= Richard J. Gambino =

American material scientist (1935–2014)

Richard J. Gambino (May 17, 1935 – August 3, 2014) was an American material scientist best known for his pioneering work with amorphous magnetic materials.

==Life and career==
Gambino received his BA in 1957 from the University of Connecticut, and MS in 1976 from the Polytechnic Institute of New York University. He served from 1956 to 1960 as a Physics Scientist at the US Army Signal Corps Research Lab, a metallurgist from 1960 to 1961 at Pratt & Whitney, and from 1961 to 1993 as a member of the research staff at IBM Yorktown. In 1993 he became a professor at Stony Brook University.
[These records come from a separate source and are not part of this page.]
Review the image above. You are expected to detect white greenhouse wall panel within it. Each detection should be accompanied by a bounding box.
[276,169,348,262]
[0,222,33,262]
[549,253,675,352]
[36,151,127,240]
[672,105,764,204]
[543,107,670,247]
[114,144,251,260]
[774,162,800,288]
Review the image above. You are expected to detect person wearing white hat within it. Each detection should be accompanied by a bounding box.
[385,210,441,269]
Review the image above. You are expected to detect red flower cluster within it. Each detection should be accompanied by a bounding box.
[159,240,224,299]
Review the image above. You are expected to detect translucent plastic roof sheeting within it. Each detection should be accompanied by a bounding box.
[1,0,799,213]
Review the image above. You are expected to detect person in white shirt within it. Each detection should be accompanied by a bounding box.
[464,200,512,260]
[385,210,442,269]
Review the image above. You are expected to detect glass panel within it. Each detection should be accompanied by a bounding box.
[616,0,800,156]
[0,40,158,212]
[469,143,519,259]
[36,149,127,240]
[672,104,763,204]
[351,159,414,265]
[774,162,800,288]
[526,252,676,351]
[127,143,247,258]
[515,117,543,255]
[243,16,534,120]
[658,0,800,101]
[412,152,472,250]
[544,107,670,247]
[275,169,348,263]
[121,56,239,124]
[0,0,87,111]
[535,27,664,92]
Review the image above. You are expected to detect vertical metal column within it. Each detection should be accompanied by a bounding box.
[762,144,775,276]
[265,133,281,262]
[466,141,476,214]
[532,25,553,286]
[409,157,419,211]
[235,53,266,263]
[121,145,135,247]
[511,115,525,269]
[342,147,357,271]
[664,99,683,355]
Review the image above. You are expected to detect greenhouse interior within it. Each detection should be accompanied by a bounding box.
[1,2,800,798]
In 1992, Gambino received the IEEE Morris N. Liebmann Memorial Award together with Praveen Chaudhari and Jerome J. Cuomo, "for the discovery of amorphous magnetic films used in magneto-optic data storage systems". He received the National Medal of Technology in 1995 for the development of amorphous magnetic materials used for magneto-optic disk media.

Gambino was also elected a member of the National Academy of Engineering in 2004 for the discovery of magnetic anisotropy, the enabling technology of magneto-optical recording.

Gambino was also an IEEE Fellow and holds 40 patents. He died on August 3, 2014, at the age of 79.